Our journey took us first to the Trans Kalahari highway, heading towards Etosha Pans, where we were fortunate enough to see lions and a black rhino. Our next stop was Hobatere, a rustic and magnificent campsite. This magic part of our journey continued through Ruacanna, Hippo Pools, Kunene River Lodge, white-riverrafting, and then onto Epupa Falls.
Two small problems
Until then, our LC80 had served us well; the only problem had been that our fridge seemed to work intermittently, and our beers were not ice-cold. It was just after completing the infamous Van Zyl’s Pass that our first signs of trouble appeared. We noticed that brake fluid was leaking from the back left wheel. Although the brake pressure seemed fine, we continued, carefully, to the community camp.
A stitch in time
The community camps in the Marienfluss Valley are run by the Himba people.

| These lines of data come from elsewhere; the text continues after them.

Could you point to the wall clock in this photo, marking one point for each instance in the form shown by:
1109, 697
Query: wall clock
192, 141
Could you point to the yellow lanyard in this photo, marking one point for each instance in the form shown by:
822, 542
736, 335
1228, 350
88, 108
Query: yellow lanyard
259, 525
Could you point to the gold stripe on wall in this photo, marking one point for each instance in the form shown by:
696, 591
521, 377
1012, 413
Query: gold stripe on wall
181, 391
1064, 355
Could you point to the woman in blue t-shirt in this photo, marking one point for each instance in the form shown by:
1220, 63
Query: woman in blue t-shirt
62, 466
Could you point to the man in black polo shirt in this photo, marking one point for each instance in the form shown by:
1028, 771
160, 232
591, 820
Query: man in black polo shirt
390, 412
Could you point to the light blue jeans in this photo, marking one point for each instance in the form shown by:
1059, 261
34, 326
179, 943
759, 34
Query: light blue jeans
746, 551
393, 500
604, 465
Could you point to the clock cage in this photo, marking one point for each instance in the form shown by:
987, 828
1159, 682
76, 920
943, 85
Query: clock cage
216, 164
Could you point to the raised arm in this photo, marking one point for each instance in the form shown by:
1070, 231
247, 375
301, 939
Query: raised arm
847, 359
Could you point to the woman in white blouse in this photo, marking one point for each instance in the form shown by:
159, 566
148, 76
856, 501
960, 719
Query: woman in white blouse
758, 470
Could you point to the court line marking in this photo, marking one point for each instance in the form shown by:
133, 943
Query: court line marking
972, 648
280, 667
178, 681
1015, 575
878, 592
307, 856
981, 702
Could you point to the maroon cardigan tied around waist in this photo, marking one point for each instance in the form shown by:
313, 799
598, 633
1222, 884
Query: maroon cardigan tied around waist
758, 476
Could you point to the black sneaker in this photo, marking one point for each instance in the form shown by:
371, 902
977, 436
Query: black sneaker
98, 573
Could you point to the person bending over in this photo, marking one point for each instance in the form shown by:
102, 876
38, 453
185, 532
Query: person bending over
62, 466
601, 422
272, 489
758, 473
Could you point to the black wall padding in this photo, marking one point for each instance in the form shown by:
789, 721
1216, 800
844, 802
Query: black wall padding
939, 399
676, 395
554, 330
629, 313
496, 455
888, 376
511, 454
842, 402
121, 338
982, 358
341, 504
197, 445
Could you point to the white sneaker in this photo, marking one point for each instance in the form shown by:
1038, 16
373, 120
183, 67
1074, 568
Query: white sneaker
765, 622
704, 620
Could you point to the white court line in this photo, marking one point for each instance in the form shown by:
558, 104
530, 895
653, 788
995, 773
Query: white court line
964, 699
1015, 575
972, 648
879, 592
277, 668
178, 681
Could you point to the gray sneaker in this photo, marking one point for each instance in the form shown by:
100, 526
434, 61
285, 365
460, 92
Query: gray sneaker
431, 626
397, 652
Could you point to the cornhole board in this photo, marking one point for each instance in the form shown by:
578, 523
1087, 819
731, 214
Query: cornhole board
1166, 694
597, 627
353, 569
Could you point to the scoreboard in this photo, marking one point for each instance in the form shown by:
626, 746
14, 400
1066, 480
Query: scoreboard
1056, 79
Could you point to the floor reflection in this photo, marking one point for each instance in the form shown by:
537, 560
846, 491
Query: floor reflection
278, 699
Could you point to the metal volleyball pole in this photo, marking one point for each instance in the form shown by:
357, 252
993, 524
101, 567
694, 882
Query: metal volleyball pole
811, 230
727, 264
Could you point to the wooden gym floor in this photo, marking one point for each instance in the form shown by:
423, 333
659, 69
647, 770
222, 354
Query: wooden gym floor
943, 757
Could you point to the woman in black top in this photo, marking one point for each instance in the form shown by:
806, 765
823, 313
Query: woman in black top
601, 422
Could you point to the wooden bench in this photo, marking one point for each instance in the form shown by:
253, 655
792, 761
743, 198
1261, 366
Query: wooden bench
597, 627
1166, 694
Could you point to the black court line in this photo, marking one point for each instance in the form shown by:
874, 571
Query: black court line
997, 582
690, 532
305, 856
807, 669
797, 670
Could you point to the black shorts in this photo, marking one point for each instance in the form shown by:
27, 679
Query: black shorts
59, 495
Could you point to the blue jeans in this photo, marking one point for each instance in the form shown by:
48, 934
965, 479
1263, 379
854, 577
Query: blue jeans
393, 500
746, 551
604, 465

This is a fantastic way of involving the community in tourism, and campers can make use of private bathrooms and showers run by solar power. We’d decided that we would spend Christmas there and take two relaxing days overlooking the river; although I started my time “off” by doing some running repairs: disconnecting the brake line at the split above the rear diff, and inserting an old end-piece of sealed brake line.
Now we were up and running on three brakes and the leak problem was solved… right? The wind was so strong on both days that we eventually decided to make use of our trusty Cruiser as a windbreaker. When we’d had enough, we left (early in the morning) to make good time to reach Orupembe and enter the riverbed heading towards Puros − the part of our trip we’d been waiting for. Not many people take this route through the valley; we looked forward to sighting desert lions and elephants and being in the middle of nowhere.
A roller in the hand is worth nothing much
Our next sign of trouble was a faint grinding sound that seemed to be coming from the passengerside rear wheel, and which very quickly got louder. We stopped immediately − from the white smoke it was obvious the drum was overheating. We decided that brake fluid must have covered the pads and internal mechanics in the drum, and the dust inside was causing the pads to bind.
The drum had to come off; I thought that if we removed all the internal mechanics and pads, we could eliminate the binding problem and be on our way. Obviously not an ideal situation, but we still believed that our bearing was intact, and that we could either make it out of the sandy valley and onto Marble Camp 30 km ahead of us, or, turn back to the community camp. What we could not do, was stay there.We pushed on, having faith that with the wheel now rolling freely, it would keep doing so long enough to get us out of the Marienfluss if we kept to a very slow pace. But, no such luck; about 15 km later the tainted wheel began making a very loud grinding noise.